Donald Trump w ostry sposób skrytykował przyjętą ostatnio przez Kongres kolejną tarczę antykryzysową. Zażądał, aby poprawiono ją tak, żeby Amerykanie dostali więcej pieniędzy.
Jak informował Stefczyk.info po wielu miesiącach negocjacji Kongres w końcu stworzył kolejną tarczę antykryzysową, która została przyjęta niemal jednogłośnie przez obie izby. Szybko jednak wyszło na jaw, że większość senatorów i kongresmanów nie wiedziała nad czym głosuje. Kongresmani dostali bowiem tylko dwie godziny a senatorzy sześć na to, żeby zapoznać się z liczącą niemal 6 tysięcy stron ustawą. Równie szybko okazało się, że Demokraci ukryli w tej ustawie ogromną ilość wydatków, które nie mają zbyt wiele wspólnego z walką z pandemią, jak chociażby pieniądze na przejęcie władzy przez Bidena czy wspieranie programów gender w Pakistanie.
https://www.stefczyk.info/2020/12/22/10-milionow-dolarow-na-gender-w-pakistanie-kongres-przeglosowal-kontrowersyjna-ustawe/
Donald Trump od dawna lobbował za przyjęciem kolejnej tarczy antykryzysowej i kiedy negocjacje nad nią się kończyły deklarował, że ją podpisze. Teraz jednak twierdzi, że ustawa w obecnej formie „praktycznie nie ma nic wspólnego z COVID”. „Kongres znalazł dużo pieniędzy dla obcych państw, lobbystów i grup interesu, równocześnie dając absolutne minimum tym Amerykanom, którzy jej potrzebują” – stwierdził zauważając, że chociażby przyznana przez nią pomoc dla małych firm czy restauracji jest dalece niewystarczająca.
Trumpa najbardziej rozsierdziła jednak wysokość kolejnego tzw. stimulus check czyli specjalnej wypłaty, którą dostaną Amerykanie zarabiający mniej niż 75 tysięcy dolarów rocznie, czyli ok. 85% gospodarstw domowych.

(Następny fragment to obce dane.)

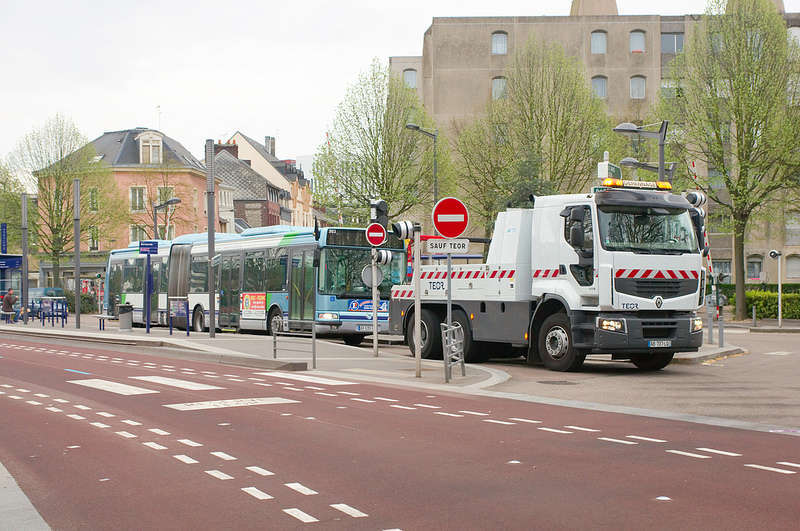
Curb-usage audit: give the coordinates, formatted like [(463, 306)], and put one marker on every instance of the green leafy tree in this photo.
[(737, 112), (369, 153), (51, 157)]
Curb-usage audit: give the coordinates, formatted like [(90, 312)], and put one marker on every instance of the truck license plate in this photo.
[(659, 343)]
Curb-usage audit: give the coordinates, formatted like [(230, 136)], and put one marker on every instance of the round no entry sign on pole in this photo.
[(450, 217), (376, 234)]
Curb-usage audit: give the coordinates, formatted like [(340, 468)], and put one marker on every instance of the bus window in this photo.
[(254, 272), (198, 280), (276, 270)]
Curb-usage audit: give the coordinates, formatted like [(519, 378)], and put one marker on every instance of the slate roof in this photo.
[(119, 148), (247, 183)]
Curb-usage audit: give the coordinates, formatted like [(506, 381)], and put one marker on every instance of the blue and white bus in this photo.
[(266, 280)]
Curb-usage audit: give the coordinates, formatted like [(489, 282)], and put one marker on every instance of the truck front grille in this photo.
[(649, 288)]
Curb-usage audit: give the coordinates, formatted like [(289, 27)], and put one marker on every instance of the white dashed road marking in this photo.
[(174, 382), (257, 494), (640, 438), (720, 452), (113, 387), (300, 515), (771, 469), (689, 454), (302, 489), (346, 509), (237, 402)]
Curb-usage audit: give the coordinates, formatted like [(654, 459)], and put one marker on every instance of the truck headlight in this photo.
[(612, 325)]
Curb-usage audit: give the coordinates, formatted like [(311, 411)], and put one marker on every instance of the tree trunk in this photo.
[(739, 224)]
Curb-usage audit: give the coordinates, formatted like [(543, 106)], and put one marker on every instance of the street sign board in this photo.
[(450, 217), (376, 234), (148, 247), (453, 246)]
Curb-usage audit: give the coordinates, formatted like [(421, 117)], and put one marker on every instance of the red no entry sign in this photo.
[(450, 217), (376, 234)]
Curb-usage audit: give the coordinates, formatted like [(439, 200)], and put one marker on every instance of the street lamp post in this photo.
[(627, 128), (777, 255), (156, 208), (434, 135)]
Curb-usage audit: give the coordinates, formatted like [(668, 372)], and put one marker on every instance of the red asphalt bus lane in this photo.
[(414, 468)]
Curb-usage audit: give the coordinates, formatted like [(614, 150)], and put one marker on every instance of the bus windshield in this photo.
[(340, 273), (646, 230)]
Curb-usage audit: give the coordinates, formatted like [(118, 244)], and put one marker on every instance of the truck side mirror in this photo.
[(576, 235)]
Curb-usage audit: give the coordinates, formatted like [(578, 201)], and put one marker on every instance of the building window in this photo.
[(637, 42), (723, 268), (138, 197), (754, 268), (793, 266), (599, 42), (600, 86), (137, 233), (150, 151), (638, 87), (94, 239), (93, 199), (672, 43), (410, 77), (499, 43), (498, 88)]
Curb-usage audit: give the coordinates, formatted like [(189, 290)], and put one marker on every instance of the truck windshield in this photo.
[(646, 230), (340, 273)]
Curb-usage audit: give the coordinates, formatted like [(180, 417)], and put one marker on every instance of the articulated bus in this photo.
[(125, 282), (266, 281)]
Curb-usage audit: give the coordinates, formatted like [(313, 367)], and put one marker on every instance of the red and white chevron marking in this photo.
[(668, 274), (402, 293), (453, 274), (502, 273)]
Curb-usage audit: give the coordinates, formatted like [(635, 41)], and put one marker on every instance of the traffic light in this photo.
[(379, 212)]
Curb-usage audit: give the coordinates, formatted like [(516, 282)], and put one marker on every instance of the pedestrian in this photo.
[(8, 304)]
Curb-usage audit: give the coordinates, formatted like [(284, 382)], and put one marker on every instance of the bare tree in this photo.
[(737, 111), (369, 153), (51, 157)]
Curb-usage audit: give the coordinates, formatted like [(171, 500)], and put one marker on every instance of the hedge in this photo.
[(766, 303)]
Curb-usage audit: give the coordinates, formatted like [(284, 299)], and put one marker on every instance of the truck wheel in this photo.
[(555, 345), (431, 333), (474, 351), (652, 362), (353, 340), (197, 320)]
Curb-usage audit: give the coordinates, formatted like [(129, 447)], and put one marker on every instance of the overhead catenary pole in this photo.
[(76, 185), (24, 286), (212, 290)]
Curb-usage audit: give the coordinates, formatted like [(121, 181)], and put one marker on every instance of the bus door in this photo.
[(229, 290), (301, 287)]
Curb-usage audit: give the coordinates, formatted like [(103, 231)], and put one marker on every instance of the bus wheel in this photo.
[(353, 340), (652, 362), (197, 320), (555, 345), (431, 332), (274, 322)]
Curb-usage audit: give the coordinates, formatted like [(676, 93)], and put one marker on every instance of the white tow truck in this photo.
[(617, 271)]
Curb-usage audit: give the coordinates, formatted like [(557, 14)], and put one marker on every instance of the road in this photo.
[(103, 439)]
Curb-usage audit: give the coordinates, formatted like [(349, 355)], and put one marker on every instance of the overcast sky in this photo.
[(264, 68)]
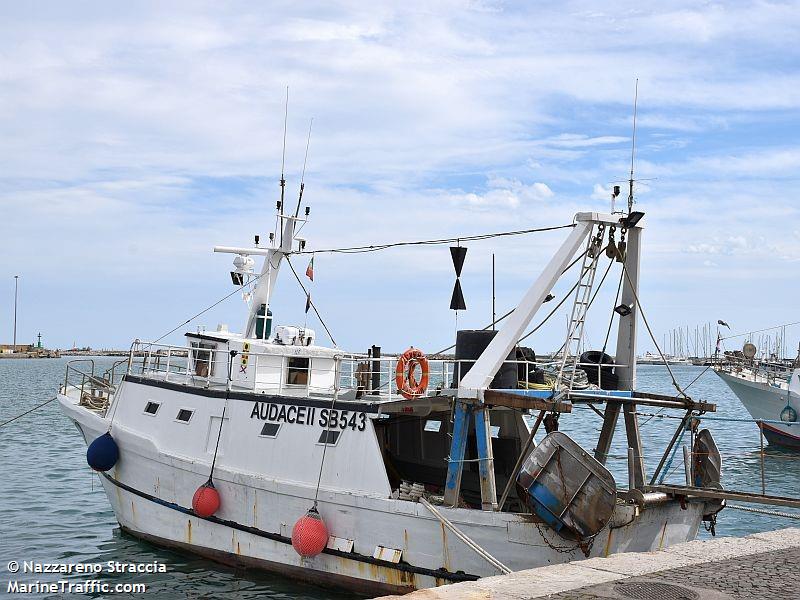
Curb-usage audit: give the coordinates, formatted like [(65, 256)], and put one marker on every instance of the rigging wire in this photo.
[(484, 236), (208, 308), (650, 332)]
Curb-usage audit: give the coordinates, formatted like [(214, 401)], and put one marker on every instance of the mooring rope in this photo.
[(762, 511)]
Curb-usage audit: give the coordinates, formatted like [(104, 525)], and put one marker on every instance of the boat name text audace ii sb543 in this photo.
[(389, 473)]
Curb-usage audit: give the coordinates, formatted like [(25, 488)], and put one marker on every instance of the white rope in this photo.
[(463, 537)]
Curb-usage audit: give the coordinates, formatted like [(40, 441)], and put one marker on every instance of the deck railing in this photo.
[(359, 374)]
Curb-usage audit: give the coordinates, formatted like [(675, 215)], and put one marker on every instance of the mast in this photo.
[(633, 147)]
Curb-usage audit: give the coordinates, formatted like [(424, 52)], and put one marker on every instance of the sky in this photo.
[(138, 135)]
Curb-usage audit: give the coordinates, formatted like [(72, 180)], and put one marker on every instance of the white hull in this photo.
[(764, 402), (150, 490)]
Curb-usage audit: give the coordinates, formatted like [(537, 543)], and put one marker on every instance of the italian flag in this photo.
[(310, 269)]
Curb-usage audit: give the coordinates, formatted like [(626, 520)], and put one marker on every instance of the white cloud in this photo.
[(135, 138)]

Ustawa ustaliła jego wysokość na 600 dolarów – połowę tego ile wynosił pierwszy.
— Donald J. Trump (@realDonaldTrump) December 23, 2020
„Pomimo tego marnotrawstwa, i znacznie więcej, warta 900 miliardów dolarów ustawa zapewnia ciężko pracującym podatnikom tylko 600 dolarów w wypłatach pomocowych i zbyt mało pieniędzy dano małym firmom, szczególnie restauracjom, które tak bardzo ucierpiały” – powiedział dodając, że nielegalni imigranci dostali w niej po 1800 dolarów. Zażądał jej poprawienia w taki sposób, żeby zrezygnowano z kontrowersyjnych elementów i zwiększono wysokość wypłat do 2 tysięcy dolarów na osobę i 4 tysięcy na parę.
Stanowisko prezydenta o dziwo spowodowało, że otrzymał poparcie ze strony lewicy. Spiker Izby Nancy Pelosi stwierdziła, że Republikanie nie chcieli ujawnić jakiej wysokości wypłat żądał Trump i kiedy stało się to jasne, to Demokraci są gotowi zgodzić się na to jednogłośnie. Skrajnie lewicowa kongresman Alexandra Ocasio-Cortez dodała, że ona i jej koleżanka Rashida Tlaib już napisały odpowiednie poprawki i cieszą się, że prezydent je popiera. Bernie Sanders natomiast przypomniał, że on i Kamala Harris chcieli takich wypłat już siedem miesięcy temu i wezwał Trumpa do tego, aby przekonał do tego Republikanów.